3. **Attack Surface Governance:** Establish KPIs for "Mean Time to Discovery" (MTTD) of unauthorized assets and "Mean Time to Remediation" (MTTR) for critical exposures.
## Implementation Guidance
### For Small Organizations
- Focus on simplicity: Use a single, integrated vulnerability scanner with built-in discovery features.
- Consolidate identity: Ensure all cloud resources (AWS, Azure, GCP) are tied to a single administrative account to prevent fragmented visibility.
### For Medium Organizations
- Implement automated alerts for "DNS changes" and "New Port Detected."
- Assign clear ownership for assets (e.g., Marketing owns the CMS, Engineering owns the API) to speed up remediation when vulnerabilities drop.
### For Large Enterprises
- Utilize specialized Attack Surface Management (ASM) platforms that scan beyond just IP ranges (e.g., searching for leaked credentials, lookalike domains, and third-party SaaS sprawl).
- Integrate ASM data into a centralized SIEM/SOAR for automated blocking of unauthorized exposures.
## Configuration Examples
*While specific code depends on the environment, the following logic applies:*
- **AWS Security Groups:** `0.0.0.0/0` should never be used for management ports (SSH/22, RDP/3389). Use specific VPC Peering or VPN CIDR blocks.
- **Nmap Audit Command:** `nmap -sV -T4 -Pn [Target_IP_Range] --top-ports 1000` (Run regularly to detect unexpected service banners).
## Compliance Alignment
- **CIS Controls:** Control 1 (Inventory and Control of Enterprise Assets) and Control 7 (Vulnerability Management).
- **NIST CSF:** ID.AM (Asset Management) and PR.IP (Information Protection Processes and Procedures).
- **ISO/IEC 27001:** Annex A.8 (Asset Management) and A.12.6 (Technical Vulnerability Management).
- **SOC2:** Security Criteria (CC6.1 - Identification of internal and external network boundaries).
## Common Pitfalls to Avoid
- **"Set and Forget" Mentality:** Assuming your perimeter is the same today as it was during your last annual penetration test.

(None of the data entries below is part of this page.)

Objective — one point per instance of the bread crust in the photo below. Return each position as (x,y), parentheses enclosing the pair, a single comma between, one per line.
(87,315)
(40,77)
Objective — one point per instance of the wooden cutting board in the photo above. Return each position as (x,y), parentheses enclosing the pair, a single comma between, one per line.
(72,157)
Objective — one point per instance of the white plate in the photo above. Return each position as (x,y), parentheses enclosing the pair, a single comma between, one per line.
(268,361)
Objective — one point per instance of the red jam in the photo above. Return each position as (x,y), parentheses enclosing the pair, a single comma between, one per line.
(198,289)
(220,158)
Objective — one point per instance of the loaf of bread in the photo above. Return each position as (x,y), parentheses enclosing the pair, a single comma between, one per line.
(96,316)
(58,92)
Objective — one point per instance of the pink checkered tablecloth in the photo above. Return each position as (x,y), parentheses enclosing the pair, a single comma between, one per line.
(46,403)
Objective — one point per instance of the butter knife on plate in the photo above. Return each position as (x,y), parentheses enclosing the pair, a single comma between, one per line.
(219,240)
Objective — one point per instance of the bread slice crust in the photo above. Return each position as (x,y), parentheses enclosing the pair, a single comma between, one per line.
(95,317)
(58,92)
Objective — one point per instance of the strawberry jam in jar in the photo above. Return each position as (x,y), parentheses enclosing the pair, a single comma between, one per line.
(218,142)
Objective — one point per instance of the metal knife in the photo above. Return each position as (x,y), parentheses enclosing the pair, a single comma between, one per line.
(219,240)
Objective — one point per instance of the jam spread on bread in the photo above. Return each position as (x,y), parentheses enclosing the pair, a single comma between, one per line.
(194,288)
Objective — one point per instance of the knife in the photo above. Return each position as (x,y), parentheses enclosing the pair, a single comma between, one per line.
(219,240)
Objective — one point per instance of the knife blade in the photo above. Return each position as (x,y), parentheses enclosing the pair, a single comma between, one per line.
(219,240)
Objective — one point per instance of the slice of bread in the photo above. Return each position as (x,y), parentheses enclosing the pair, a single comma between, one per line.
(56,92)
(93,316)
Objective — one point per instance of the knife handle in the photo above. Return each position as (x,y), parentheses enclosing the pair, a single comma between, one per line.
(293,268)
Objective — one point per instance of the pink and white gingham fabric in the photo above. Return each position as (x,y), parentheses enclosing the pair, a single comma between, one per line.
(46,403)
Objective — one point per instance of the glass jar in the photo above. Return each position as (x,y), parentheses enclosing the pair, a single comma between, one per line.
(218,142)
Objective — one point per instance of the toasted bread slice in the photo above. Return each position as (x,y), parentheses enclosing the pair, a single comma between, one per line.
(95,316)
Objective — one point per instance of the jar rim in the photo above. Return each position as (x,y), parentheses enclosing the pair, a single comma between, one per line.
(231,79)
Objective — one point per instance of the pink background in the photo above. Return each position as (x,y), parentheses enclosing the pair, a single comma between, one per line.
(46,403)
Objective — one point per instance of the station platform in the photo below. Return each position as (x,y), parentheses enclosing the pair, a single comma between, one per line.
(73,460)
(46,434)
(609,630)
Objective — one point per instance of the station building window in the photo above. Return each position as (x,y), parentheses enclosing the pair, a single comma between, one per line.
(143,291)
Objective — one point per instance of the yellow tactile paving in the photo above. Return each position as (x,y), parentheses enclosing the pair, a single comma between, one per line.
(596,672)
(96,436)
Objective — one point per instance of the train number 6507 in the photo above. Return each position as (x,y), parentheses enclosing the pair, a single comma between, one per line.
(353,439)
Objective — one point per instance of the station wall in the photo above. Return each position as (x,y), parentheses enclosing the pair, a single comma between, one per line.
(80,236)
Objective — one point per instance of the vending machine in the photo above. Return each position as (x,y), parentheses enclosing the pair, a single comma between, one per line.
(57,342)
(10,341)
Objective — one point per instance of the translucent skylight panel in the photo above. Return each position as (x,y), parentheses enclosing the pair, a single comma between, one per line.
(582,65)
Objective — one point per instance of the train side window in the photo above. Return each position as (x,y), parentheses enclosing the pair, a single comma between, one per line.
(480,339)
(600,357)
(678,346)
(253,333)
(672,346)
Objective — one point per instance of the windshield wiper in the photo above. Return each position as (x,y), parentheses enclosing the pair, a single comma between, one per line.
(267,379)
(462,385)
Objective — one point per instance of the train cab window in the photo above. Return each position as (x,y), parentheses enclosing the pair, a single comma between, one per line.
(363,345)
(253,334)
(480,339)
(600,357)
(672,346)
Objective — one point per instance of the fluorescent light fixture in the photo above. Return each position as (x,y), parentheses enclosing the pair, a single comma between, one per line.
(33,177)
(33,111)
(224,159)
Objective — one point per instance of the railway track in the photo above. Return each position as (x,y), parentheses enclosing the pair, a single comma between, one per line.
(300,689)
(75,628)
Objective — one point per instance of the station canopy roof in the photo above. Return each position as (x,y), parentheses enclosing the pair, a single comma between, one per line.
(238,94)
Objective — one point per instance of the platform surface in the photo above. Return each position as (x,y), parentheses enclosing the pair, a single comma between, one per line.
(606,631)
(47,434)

- **Ignoring Cloud Shadow IT:** Forgetting that developers can spin up public-facing instances in minutes without notifying the security team.
- **Scanning only Known Assets:** A failure to perform "discovery" means you are only scanning what you *know* you have, not what you *actually* have.
## Resources
- **OWASP Attack Surface Analysis:** hXXps[:]//owasp[.]org/www-community/Attack_Surface_Analysis_Cheat_Sheet
- **CISA Known Exploited Vulnerabilities Catalog:** hXXps[:]//www[.]cisa[.]gov/known-exploited-vulnerabilities-catalog
- **NIST SP 800-53:** Security and Privacy Controls for Information Systems and Organizations.